Maximum size for a single training set. If None, all available training data is used.

None
test_size int

Used to limit the size of the test set. Defaults to n_samples // (n_splits + 1), which is the maximum allowed value with no overlap between test sets.

None

Examples

>>> import polars as pl
>>> from datetime import datetime, timedelta
>>> from yohou.model_selection import ExpandingWindowSplitter
>>>
>>> # Create time series
>>> time = [datetime(2020, 1, 1) + timedelta(days=i) for i in range(100)]
>>> y = pl.DataFrame({"time": time, "value": range(100)})
>>>
>>> # 3 splits with 10-day test windows
>>> splitter = ExpandingWindowSplitter(n_splits=3, test_size=10)
>>> splits = list(splitter.split(y))
>>> len(splits)
3
>>>
>>> # First split: train on [0:70], test on [70:80]
>>> train, test = splits[0]
>>> len(train), len(test)
(70, 10)
>>>
>>> # Second split: train on [0:80], test on [80:90] (training set grows)
>>> train, test = splits[1]
>>> len(train), len(test)
(80, 10)
>>>

Notes

  • Training sets grow with each split (expanding window)
  • Test sets do not overlap
  • All data is used in temporal order
  • For panel data, splits all groups together using row indices

See Also

Source Code

Show/Hide source
class ExpandingWindowSplitter(BaseSplitter):
    """Expanding window time series cross-validation splitter.

    Provides train/test indices to split time series data samples
    that are observed at fixed time intervals, in train/test sets.
    In each split, test indices must be higher than before, and thus
    shuffling in cross validator is inappropriate.

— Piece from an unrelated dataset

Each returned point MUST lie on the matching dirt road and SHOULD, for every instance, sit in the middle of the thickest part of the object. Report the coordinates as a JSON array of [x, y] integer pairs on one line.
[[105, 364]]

    The training set grows with each split (expanding window), meaning
    successive training sets are supersets of those that come before them.
    This is useful when more data generally leads to better models and
    when you want to simulate accumulating historical data over time.

    Parameters
    ----------
    n_splits : int, default=3
        Number of splits. Must be at least 2.
    max_train_size : int, default=None
        Maximum size for a single training set. If None, all available
        training data is used.
    test_size : int, default=None
        Used to limit the size of the test set. Defaults to
        ``n_samples // (n_splits + 1)``, which is the maximum allowed
        value with no overlap between test sets.

    Examples
    --------
    >>> import polars as pl
    >>> from datetime import datetime, timedelta
    >>> from yohou.model_selection import ExpandingWindowSplitter
    >>>
    >>> # Create time series
    >>> time = [datetime(2020, 1, 1) + timedelta(days=i) for i in range(100)]
    >>> y = pl.DataFrame({"time": time, "value": range(100)})
    >>>
    >>> # 3 splits with 10-day test windows
    >>> splitter = ExpandingWindowSplitter(n_splits=3, test_size=10)
    >>> splits = list(splitter.split(y))
    >>> len(splits)
    3
    >>>
    >>> # First split: train on [0:70], test on [70:80]
    >>> train, test = splits[0]
    >>> len(train), len(test)
    (70, 10)
    >>>
    >>> # Second split: train on [0:80], test on [80:90] (training set grows)
    >>> train, test = splits[1]
    >>> len(train), len(test)
    (80, 10)
    >>>

    Notes
    -----
    - Training sets grow with each split (expanding window)
    - Test sets do not overlap
    - All data is used in temporal order
    - For panel data, splits all groups together using row indices

    See Also
    --------
    - [`SlidingWindowSplitter`][yohou.model_selection.split.SlidingWindowSplitter] : Fixed-size rolling window splitter

    """

    _parameter_constraints: dict = {
        "n_splits": [Interval(numbers.Integral, 2, None, closed="left")],
        "max_train_size": [Interval(numbers.Integral, 1, None, closed="left"), None],
        "test_size": [Interval(numbers.Integral, 1, None, closed="left"), None],
    }

    _tags: ClassVar[dict[str, Any]] = {"splitter_type": "expanding"}

    def __init__(
        self,
        n_splits: int = 3,
        *,
        max_train_size: int | None = None,
        test_size: int | None = None,
    ) -> None:
        self.n_splits = n_splits
        self.max_train_size = max_train_size
        self.test_size = test_size

        # Validate parameters
        self._validate_params()

    def split(
        self,
        y: pl.DataFrame,
        X_actual: pl.DataFrame | None = None,
    ) -> Iterator[tuple[np.ndarray[Any, np.dtype[np.intp]], np.ndarray[Any, np.dtype[np.intp]]]]:
        """Generate indices to split time series data with expanding windows.

        Parameters
        ----------
        y : pl.DataFrame
            Target time series used to generate train/test split indices.
            Must have a ``"time"`` column.
        X_actual : pl.DataFrame or None, default=None
            Actual features.  Not used for splitting but accepted for
            API consistency.

        Yields
        ------
        train : ndarray
            Training set row indices for that split.
        test : ndarray
            Test set row indices for that split.

        """
        # Validate data
        y, X_actual = validate_splitter_data(self, y=y, X_actual=X_actual)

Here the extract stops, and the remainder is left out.